The definition of work in a mechanical situation is $$W_{1\to 2}=\int_{\vec{r}_1}^{\vec{r}_2} \vec{F}_{net}\cdot\mathrm{d}\vec{r}.$$

Here we see that if the net force has a component along the direction of motion, then work is done on the particle. If the force is completely perpendicular to the path of motion, zero work is done.

We also know that if a particle is moving at constant speed, then $$\vec{v}\cdot\vec{v} = v^2 =\mathrm{constant},$$ and the time derivative of this will be zero: $$\frac{\mathrm{d}}{\mathrm{d}t}\left(\vec{v}\cdot\vec{v}\right)=0=2\left(\frac{\mathrm{d}\vec{v}}{\mathrm{d}t}\cdot\vec{v}\right)=2\left(\vec{a}\cdot\vec{v}\right).$$

We see here that either $\vec{a}=0$, which means the net force is zero, or the net force is perpendicular to the instantaneous velocity, and hence, perpendicular to the path, so that zero work is done.

Answer 3

your statement may be revised as If a Force is acting on the particle/body/system and at some point of time is placed at point number (1) - if it gets displaced to point number (2) then the amount of work performed on the body/particle /system will change its total energy - the amount of change is the difference between its energy at point (2) and point (1). so work energy theorem states that work done by the net unbalanced force is stored in the energy of the particle/body or system.

Let us understand by some example- we have a body kept on an inclined plane and somebody starts pushing the body from a point (1) to some higher point (2) on the ramp by application of pushing force - the work done by the force can be calculated by scalar product of Force vector and the displacement vector.

Now work energy theorem will lead us to an equivalence of

work done W = change in energy = Energy E(2) - Energy E(1)

The energy of the body may contain two parts - the Potential Energy and Kinetic Energy.

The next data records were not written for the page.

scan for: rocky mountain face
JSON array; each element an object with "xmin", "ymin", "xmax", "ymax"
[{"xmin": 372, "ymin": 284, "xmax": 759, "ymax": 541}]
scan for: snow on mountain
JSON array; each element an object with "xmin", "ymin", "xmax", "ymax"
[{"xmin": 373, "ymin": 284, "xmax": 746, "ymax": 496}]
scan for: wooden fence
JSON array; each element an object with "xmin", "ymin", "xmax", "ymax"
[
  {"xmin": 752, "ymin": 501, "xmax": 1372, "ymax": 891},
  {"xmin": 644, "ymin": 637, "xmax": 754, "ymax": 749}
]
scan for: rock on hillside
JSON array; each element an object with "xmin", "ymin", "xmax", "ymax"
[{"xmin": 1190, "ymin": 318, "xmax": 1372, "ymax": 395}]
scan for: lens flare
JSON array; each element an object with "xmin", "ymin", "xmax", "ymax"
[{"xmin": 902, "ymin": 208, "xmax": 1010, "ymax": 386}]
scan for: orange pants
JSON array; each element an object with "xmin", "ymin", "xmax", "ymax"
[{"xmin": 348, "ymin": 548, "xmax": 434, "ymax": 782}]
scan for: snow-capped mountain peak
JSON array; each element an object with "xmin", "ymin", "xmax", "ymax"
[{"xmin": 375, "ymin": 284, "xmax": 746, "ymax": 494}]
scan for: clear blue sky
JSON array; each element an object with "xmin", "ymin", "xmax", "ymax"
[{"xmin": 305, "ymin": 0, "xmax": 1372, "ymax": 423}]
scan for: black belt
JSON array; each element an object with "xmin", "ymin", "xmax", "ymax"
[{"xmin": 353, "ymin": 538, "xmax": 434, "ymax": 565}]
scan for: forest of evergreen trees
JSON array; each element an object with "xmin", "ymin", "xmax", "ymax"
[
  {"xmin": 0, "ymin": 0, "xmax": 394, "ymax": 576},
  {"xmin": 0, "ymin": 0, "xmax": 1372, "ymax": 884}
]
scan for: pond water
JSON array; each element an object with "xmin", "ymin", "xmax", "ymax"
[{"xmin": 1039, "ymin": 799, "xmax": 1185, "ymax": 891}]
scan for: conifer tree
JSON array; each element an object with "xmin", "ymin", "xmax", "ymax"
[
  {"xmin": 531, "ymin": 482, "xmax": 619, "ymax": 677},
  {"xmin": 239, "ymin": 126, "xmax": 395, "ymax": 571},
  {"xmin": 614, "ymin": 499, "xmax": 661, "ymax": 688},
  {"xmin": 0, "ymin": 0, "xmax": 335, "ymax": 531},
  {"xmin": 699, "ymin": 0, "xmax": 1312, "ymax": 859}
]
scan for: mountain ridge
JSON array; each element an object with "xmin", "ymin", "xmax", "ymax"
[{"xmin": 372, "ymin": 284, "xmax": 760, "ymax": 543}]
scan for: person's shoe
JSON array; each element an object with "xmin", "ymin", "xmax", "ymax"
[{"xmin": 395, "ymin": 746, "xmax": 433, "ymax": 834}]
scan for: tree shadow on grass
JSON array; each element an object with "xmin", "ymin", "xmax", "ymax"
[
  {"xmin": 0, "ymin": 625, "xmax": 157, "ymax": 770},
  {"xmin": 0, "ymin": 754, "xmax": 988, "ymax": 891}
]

As the body was at rest at point (1) its Kinetic Energy will be zero but its Potential Energy will be there.

At point (2) its potential energy has changed but a kinetic energy may also be there by the action of force.

So W= K.E.(2)+P.E.(2) - P.E. (1)

Now your question can be handled that imagine a situation when a force is acting on the body but does not produce acceleration and the body maintains a constant speed- then the question arises as to how you know that force is acting on it ?

No doubt its a thought experiment - but the definition of Newtonian force is through change in momentum-.... ( and if the force is doing some work this work must be stored somewhere (conservation of Energy must hold).

I just try to give an example- say a body is kept on the table and somebody picks it up by applying a force and moves it to a height h -

all along the path having an uniform speed so the initial speed is say v and it is maintained by the agent applying the force and moves it to height h

• as far as K.E. is concerned its the same but the agent's force did a work equal to the change in potential energy of the body

from point(1) at the table to height h above - so naturally the work done by the force is not lost . try to think it over by taking other physical examples.